Lasten en bevelen dat dit besluit met de daarbij behorende nota van toelichting in het Staatsblad zal worden geplaatst.

's-Gravenhage
Beatrix
De Minister van Landbouw, Natuur en Voedselkwaliteit , C. P. Veerman
De Minister van Justitie , J. P. H. Donner

Bijlage

bij het besluit beginselen geïntegreerde gewasbescherming

Beginselen van goede gewasbeschermingspraktijken en geïntegreerde bestrijding als bedoeld in artikel 2, tweede lid, onderdeel a, die bij rationele toepassing van een combinatie van biologische, biotechnologische, chemische, mechanische en fysische bestrijding, teelt- of gewasverbeteringsmaatregelen, waarbij het gebruik van chemische gewasbeschermingsmiddelen wordt beperkt tot het strikte minimum dat noodzakelijk is om populaties van organismen onder de niveaus te houden waarbij in economisch opzicht onaanvaardbare schade of verliezen optreden.

1. Op het gebied van preventie:

  • a.

    het inzichtelijk maken van de grondgebonden ziekten, plagen en onkruiden die zich, gelet op het soort grond waarop geteeld wordt, redelijkerwijs in de betrokken gewassen kunnen voordoen;

  • b.

    het gebruiken van ziekten- en plaagvrij uitgangsmateriaal;

  • c.

    het bij voorkeur gebruiken van rassen die resistent zijn tegen ziekten en plagen;

  • d.

    het treffen van bedrijfshygiënische maatregelen;

  • e.

    het hanteren van beheersings- en bestrijdingsstrategieën tegen aaltjes;

  • f.

    het toepassen van vrucht- en teeltwisseling met het oog op het realiseren en instandhouden van een goede bodemkwaliteit en diversiteit van bodemorganismen.

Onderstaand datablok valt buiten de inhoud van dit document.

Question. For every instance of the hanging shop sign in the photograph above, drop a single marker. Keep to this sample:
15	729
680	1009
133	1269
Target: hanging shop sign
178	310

2. Op het gebied van het vaststellen van de noodzaak tot bestrijding:

a. het uitvoeren van gewasinspecties.

3. Op het gebied van niet-chemische bestrijding:

  • a.

    het inzetten van natuurlijke ziekten- en plaagbestrijders en het instandhouden of bevorderen van hun activiteiten;

  • b.

    het toepassen van mechanische en andere vormen van onkruidbestrijding.

4. Op het gebied van chemische gewasbescherming:

  • a.

    het toepassen van chemische gewasbeschermingsmiddelen bij voorkeur door middel van zaadbehandeling, plant- of pootgoedbehandeling dan wel stekbehandeling;

  • b.

    het rekening houden bij de keuze van in te zetten chemische gewasbeschermingsmiddelen met hun milieueigenschappen en selectiviteit, alsmede met de gevolgen daarvan voor de arbeidsbescherming van de toepasser van die middelen;

  • c.

    het pleksgewijs toedienen van chemische gewasbeschermingsmiddelen;

  • d.

    het toepassen van lage-doseringssystemen voor chemische gewasbeschermingsmiddelen bij onkruidbestrijding.